Siyasal erkin soyut bir ilke olarak hukuka bağlı kılınması ve bunun bir kural olarak anayasa ve yasalarda ifade edilmiş olması, o devleti hukuk devleti yapmaz. Bunun için ayrıca hukuk devleti ilkesini yaşama geçirecek, hukuk güvenliğini sağlayacak, yurttaşların gerek kendi aralarındaki, gerekse devletle aralarındaki çekişmeleri çözecek, idarenin eylem ve işlemlerini denetleyecek bağımsız ve tarafsız yargı organına ihtiyaç vardır.
Bağımsız ve tarafsız yargı organı ise, savunmasız yani avukatsız olamaz. Bir avukatın görevi, sadece vekalet görevini özenle yerine getirmekle sınırlı değildir. Avukatın görevi, hem adaletin gerçekleşmesi ve hem de hak ve özgürlüklerini savunmakla yükümlü olduğu kişiler açısından vazgeçilmezdir. Bu nedenle, 1136 Sayılı Avukatlık Kanunu' nun 1. maddesinde savunma, iddia ve hüküm makamlarıyla birlikte yargılama faaliyetinin kurucu unsuru olarak kabul edilmiştir.
Savunma, aynı zamanda yargılama faaliyetini demokratikleştiren bir unsurdur. Savunma hakkına saygı ve özen gösterilmeden yapılan her türlü yargılama demokratik olmadığı gibi adil de olamaz.
Bütün bunlara rağmen, son yıllarda avukatlık mesleğine yönelik baskı ve saldırıların giderek arttığını görmekteyiz. Özellikle, Ergenekon, Balyoz, KCK gibi davalarda savunma hakkının kısıtlanması, avukatlara celse cezaları verilmesi, zorla duruşma salonlarından çıkarılmalarıyla başlayan süreç, özellikle siyasi dava ve dosyaları takip eden meslektaşlarımız aleyhine müvekkilleriyle özdeşleştirilmek suretiyle başlatılan soruşturmalarla devam etmiştir.

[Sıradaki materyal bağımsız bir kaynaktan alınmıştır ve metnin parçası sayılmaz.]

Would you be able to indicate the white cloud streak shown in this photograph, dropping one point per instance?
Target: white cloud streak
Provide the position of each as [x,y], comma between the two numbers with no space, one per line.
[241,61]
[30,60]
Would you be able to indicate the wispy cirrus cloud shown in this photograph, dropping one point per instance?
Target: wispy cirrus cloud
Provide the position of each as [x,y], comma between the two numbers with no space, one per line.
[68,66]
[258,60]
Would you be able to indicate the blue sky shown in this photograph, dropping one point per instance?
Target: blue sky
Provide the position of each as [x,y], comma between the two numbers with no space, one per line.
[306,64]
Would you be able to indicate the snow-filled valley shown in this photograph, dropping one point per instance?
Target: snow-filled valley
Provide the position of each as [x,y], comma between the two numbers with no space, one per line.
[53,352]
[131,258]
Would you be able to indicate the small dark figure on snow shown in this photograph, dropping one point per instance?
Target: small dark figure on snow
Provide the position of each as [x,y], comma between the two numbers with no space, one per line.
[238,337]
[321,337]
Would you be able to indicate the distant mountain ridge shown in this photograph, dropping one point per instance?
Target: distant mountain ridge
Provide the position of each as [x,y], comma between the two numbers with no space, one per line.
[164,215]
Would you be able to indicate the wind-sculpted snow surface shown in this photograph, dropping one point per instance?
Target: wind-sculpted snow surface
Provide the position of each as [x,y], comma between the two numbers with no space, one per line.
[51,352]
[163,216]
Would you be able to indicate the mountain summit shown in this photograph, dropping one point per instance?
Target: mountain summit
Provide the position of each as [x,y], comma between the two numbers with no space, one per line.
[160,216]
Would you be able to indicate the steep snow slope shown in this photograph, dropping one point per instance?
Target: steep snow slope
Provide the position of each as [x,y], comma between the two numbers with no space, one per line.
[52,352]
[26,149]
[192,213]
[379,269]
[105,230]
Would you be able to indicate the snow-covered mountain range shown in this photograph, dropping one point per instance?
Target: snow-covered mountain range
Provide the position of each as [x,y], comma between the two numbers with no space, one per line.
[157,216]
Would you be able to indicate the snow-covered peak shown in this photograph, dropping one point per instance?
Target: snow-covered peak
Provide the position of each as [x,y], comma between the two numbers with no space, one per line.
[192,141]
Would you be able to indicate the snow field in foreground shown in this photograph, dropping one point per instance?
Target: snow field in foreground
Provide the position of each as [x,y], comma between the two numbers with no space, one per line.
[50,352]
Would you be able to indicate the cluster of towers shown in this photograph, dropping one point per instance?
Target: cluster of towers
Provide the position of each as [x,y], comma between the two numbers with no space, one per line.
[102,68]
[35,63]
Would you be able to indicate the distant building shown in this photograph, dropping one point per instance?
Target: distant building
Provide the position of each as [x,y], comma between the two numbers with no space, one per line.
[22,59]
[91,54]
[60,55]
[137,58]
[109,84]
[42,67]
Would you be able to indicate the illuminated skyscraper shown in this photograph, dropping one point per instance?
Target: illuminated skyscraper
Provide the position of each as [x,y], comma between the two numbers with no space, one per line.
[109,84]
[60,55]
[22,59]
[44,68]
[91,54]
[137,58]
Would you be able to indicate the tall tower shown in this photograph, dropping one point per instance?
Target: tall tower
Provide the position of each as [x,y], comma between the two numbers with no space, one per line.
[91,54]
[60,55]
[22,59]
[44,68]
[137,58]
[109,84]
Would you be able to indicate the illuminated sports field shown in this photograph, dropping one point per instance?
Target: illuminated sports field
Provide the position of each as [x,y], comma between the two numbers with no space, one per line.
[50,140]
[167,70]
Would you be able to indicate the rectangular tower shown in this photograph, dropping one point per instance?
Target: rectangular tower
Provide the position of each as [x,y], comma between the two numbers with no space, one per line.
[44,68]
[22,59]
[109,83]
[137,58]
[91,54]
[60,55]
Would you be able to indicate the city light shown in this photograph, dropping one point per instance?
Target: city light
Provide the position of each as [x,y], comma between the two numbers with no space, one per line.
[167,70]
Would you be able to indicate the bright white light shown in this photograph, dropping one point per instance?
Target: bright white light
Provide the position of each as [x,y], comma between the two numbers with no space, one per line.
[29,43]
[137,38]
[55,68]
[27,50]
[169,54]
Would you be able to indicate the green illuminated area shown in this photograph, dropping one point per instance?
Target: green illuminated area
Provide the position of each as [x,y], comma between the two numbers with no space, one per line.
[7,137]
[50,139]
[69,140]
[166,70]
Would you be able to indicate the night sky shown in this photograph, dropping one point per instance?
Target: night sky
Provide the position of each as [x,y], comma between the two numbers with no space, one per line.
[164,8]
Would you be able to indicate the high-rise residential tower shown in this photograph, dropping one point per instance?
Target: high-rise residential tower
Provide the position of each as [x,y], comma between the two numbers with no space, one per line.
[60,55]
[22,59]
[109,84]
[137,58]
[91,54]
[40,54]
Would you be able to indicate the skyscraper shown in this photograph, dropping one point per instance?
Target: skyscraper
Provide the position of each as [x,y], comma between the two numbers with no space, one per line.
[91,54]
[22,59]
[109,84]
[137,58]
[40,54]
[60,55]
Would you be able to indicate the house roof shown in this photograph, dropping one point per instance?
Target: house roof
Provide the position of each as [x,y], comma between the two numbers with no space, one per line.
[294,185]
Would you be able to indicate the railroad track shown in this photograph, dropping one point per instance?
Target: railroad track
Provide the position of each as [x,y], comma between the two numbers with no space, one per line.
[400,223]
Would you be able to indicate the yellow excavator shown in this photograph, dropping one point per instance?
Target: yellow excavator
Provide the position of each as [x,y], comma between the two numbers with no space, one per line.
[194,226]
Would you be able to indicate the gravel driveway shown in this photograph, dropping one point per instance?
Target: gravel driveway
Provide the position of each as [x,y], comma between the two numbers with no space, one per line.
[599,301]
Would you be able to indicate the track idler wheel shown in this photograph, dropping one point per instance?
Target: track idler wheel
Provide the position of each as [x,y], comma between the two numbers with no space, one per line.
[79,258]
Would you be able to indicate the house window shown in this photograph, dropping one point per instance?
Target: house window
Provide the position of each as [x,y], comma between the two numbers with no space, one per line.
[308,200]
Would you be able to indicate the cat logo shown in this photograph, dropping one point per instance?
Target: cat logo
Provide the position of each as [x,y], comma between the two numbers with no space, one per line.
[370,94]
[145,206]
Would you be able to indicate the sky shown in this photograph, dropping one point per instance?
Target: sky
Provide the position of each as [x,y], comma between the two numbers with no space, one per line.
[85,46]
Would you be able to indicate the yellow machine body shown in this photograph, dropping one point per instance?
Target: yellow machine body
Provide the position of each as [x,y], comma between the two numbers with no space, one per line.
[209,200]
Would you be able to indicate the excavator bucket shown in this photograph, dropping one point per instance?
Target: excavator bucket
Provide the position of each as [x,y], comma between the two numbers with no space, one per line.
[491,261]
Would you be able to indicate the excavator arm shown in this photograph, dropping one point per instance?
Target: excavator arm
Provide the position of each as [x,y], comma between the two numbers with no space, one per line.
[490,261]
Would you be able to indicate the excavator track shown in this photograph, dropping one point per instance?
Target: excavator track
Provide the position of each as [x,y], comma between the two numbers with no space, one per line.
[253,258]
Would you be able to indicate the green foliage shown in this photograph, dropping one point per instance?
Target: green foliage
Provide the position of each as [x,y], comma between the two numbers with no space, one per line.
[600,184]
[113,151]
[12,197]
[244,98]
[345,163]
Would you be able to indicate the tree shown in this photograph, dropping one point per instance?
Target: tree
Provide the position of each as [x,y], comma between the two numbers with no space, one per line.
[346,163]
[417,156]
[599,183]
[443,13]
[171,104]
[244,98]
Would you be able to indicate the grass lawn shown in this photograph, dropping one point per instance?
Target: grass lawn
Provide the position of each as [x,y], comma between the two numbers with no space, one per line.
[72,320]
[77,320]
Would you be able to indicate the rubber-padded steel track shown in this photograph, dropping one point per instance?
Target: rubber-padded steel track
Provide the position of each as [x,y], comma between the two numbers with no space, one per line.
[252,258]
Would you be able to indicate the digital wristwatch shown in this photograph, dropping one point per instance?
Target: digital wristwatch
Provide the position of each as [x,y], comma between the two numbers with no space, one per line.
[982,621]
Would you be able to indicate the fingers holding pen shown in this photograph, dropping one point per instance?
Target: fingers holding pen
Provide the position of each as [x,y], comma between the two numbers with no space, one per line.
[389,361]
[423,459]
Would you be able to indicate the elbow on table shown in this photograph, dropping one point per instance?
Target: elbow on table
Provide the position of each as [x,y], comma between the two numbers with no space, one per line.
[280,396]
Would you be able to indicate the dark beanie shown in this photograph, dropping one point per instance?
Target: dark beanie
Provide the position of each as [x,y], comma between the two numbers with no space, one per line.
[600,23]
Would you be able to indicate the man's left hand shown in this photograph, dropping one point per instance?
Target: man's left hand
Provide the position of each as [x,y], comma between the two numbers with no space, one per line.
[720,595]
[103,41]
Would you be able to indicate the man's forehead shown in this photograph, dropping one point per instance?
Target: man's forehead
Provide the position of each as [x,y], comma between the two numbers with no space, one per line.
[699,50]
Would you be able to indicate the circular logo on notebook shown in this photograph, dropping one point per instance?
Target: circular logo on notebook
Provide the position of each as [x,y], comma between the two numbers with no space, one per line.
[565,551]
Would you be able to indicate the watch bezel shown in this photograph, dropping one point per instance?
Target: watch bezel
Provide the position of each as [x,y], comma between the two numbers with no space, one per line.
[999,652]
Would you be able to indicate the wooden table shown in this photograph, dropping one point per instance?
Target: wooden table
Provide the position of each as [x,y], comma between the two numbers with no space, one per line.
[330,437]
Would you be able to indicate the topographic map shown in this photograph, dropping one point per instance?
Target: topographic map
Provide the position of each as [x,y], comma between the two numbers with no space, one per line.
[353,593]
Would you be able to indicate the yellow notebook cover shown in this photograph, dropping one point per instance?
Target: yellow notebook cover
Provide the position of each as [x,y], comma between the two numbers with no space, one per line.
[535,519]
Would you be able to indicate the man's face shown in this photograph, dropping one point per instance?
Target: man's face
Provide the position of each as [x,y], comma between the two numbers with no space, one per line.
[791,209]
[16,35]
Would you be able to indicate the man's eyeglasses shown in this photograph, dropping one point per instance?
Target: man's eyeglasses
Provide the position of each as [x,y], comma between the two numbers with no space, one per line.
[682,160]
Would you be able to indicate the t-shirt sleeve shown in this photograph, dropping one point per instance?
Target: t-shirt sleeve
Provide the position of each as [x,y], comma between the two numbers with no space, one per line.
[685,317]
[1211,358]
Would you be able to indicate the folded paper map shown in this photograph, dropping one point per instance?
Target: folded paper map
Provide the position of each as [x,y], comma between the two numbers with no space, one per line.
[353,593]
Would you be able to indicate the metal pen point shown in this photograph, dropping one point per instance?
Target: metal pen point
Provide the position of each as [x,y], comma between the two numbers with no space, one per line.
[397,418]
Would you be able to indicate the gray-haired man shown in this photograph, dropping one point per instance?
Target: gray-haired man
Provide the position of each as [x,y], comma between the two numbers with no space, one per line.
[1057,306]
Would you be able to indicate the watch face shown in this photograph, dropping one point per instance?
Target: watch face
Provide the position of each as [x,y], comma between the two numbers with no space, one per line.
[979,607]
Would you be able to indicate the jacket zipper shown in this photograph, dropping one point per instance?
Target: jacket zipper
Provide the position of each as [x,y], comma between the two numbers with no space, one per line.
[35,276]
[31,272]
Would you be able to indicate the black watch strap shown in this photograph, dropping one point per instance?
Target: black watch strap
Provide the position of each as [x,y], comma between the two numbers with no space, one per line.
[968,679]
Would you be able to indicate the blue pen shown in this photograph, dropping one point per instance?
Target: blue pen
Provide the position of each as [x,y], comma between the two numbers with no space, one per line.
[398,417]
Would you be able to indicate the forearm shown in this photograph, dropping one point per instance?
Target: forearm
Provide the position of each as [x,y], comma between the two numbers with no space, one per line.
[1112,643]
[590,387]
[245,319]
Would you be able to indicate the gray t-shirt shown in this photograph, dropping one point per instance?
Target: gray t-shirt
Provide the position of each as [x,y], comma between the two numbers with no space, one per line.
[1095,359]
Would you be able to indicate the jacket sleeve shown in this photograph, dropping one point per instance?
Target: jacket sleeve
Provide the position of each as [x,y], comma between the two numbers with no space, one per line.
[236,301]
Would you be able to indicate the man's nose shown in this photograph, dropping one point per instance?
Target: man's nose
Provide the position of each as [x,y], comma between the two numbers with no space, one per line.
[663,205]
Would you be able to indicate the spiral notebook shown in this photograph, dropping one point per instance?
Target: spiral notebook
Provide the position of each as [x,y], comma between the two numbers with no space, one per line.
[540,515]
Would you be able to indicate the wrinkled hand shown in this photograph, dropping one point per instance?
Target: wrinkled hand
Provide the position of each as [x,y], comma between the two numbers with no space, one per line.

Bu soruşturmaların da ötesinde başta Çağdaş Hukukçular Derneği Genel Başkanı ve Yöneticileri meslektaşlarımız olmak üzere, ülkemizde bugün çok sayıda avukat siyasi davaları takip ettikleri için ve muhalif tavırlarından dolayı tutuklanmışlar, aradan geçen uzun bir süreye rağmen halen yargı önüne çıkarılmamışlardır.
Meslektaşlarımız aleyhine yapılan soruşturma ve tutuklamalar Ceza Muhakemeleri Kanunu ve Avukatlık Kanunu' nun hükümlerine aykırı olarak yürütülmüş, meslektaşlarımızın evleri, büroları hukuksuz biçimde aranmış, el koyma işlemleri yapılmıştır. Bugün bir çok meslektaşımız neyle suçlandıklarını bilmeden cezaevlerinde tutuklu yargılanmayı beklemektedirler. Halen 38 meslektaşımız tutuklu bulunmaktadır.
Baskı ve saldırılar avukatların meslek örgütleri olan barolara da yönelmiştir. Bu anlamda İstanbul Barosu Başkanı ve Yönetim Kurulu Üyeleri hakkında " Yargı görevini yapanı etkilemeye teşebbüs " suçlamasıyla ceza davası açılmış, Ankara Barosu aleyhine de Ankara İl Emniyet Müdürlüğü tarafından " Gezi olaylarını kışkırtmak " suçlamasıyla fezleke düzenlenmiştir.
11 Haziran 2013 günü ise Avrupa' nın en büyük adliyesi olan, ama içinde adaletin olmadığı Çağlayan Adliyesi´nde, İstanbul Barosu Üyesi meslektaşlarımıza polis tarafından hukuka aykırı müdahale yapılmış ve meslektaşlarımız cübbeleriyle yerlerde sürüklenerek, şiddet uygulanarak göz altına alınmışlardır.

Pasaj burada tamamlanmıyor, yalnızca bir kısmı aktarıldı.